Im Studium kommt jeder Medienwissenschaftsstudent, so auch ich, mit Essayfilmen in Kontakt. Meist ist es ein kurzer Kontakt, den beide Seiten in überwiegend schlechter Erinnerung behalten und sich fortan unter Aufbringung hoher Energie aus dem Weg gehen. Auch ich hätte gerne 99 Prozent der Filme dieser Machart den jeweiligen Machern in den Zelluloid-Blechdosen krachend um die Ohren gehauen. Denn oft waren sie nicht von der Durchdringung des Gegenstands ihrer Auseinandersetzung geprägt, sondern von Prätentiosität und künstlerischer Gleichgültigkeit. Und jetzt empfehle ich Euch hier einen Essayfilm. Denn der hier ist anders.
Wie nähern sich zwei Generationen an, die mit höchst unterschiedlichen Wertesystemen aufgewachsen sind? Daniel Jeseneg hat einen beeindruckenden Dokumentarfilm, ja, einen Essayfilm über die Zufallsgemeinschaft Familie gemacht. Er hinterfragt dabei das Konstrukt, was wir alle als so selbstverständlich hinnehmen. Im Zentrum steht seine Beziehung zum Großvater, dessen Nähe er nach dem Tod der Großmutter sucht.
Die Bilder seines Kameramanns Timo Schaub sind schön komponiert und wirken zu Anfang fast zufällig. Erst im Laufe des Films und vor allem im Zusammenspiel mit dem tollen Schnitt von Annatina Stadler entfaltet sich ein wahrer Strauß an visuellen Metaphern. Die werden ergänzt durch den ruhigen Off-Kommentar, der in der ersten Person aus der Perspektive des Filmemachers erzählt und von Schauspieler Klaus Brömmelmeier gesprochen wird.
„Was bleibt“ ist ein stilles Werk, das Zeit zur Auseinandersetzung bietet.
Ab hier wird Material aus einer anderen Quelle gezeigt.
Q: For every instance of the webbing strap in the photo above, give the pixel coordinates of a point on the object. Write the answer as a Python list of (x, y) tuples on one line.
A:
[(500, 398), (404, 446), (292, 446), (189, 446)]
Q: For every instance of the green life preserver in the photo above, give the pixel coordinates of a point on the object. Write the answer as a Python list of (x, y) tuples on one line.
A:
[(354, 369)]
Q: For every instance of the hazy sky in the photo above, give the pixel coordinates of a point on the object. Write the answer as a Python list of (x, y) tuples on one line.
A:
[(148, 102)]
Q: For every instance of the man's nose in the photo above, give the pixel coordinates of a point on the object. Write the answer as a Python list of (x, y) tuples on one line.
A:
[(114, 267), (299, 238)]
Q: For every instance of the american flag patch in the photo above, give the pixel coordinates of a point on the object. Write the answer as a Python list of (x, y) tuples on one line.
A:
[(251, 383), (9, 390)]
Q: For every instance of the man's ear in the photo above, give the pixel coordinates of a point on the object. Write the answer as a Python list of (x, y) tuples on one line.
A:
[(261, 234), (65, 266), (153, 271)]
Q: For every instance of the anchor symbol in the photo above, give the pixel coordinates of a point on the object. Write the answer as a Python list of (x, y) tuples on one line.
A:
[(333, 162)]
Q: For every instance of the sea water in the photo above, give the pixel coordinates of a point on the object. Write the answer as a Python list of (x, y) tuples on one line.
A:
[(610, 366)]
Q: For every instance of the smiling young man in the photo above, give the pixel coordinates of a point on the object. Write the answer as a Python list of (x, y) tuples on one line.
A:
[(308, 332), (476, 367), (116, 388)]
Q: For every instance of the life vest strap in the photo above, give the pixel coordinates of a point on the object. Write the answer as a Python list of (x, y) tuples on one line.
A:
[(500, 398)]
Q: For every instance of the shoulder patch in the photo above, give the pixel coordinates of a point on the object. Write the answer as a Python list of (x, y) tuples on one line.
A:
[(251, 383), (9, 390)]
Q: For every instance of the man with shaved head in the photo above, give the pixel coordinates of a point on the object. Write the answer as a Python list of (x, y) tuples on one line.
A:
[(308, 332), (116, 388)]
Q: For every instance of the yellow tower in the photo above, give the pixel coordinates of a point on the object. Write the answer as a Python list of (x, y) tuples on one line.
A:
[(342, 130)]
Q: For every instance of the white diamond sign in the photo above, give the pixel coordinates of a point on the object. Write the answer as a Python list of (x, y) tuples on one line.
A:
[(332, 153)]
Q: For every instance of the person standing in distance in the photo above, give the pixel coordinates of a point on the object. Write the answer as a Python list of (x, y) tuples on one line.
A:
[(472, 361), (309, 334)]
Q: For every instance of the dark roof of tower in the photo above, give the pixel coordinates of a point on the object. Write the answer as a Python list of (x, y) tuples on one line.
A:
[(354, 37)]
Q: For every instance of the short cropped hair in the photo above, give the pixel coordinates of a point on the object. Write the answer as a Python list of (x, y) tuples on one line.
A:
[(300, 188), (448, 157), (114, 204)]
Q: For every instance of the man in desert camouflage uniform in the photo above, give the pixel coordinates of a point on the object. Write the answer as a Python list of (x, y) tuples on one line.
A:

Der Filmemacher spricht offen und sehr ehrlich über die Ablehnung der Werte seiner Großeltern. Seine Erzählstimme wendet sich an und oft gegen seinen Großvater, zum Beispiel wenn er über alten Super-8-Aufnahmen dessen Inszenierung von Familienfotos seziert. Das tut er mit klarer Sprache und manchmal schmerzvoll zutreffend. Dagegen setzt Jeseneg Bilder vom Alltag, der Großvater am Wohnzimmertisch, Servietten faltend, sein Mittagessen für die Mikrowelle vorbereitend oder mit der Lupe beim Lesen der Zeitung.
Jeseneg wird nie sentimental, bleibt immer persönlich, wird bei aller Kritik nie distanziert. Er lässt keinen Zweifel daran, dass er dorthin gehört, dazu gehört, dass er genauso wurde, weil dies seine Vergangenheit ist. Gegen Ende zeigt er ein letztes Mal den jungen Mann auf dem Seil, doch das Bild ist so kardriert, dass man nur den wippenden Oberkörper mit den nach Gleichgewicht rudernden Armen sieht. Schließlich werden seine Bewegungen ruhiger, er findet seine Balance. Diesen Eindruck hat man auch, wenn Jeseneg zum Ende des Films erstmals ins Bild tritt und ein letztes Foto gemeinsam mit seinem Großvater schießt. Diesmal ist er es, der das intime Familienfoto inszeniert. Und er wirkt nicht traurig deswegen. Im Gegenteil.
Fazit: Ein beeindruckender, toll fotografierter Essayfilm mit klasse Montage und schonungsloser Stimme.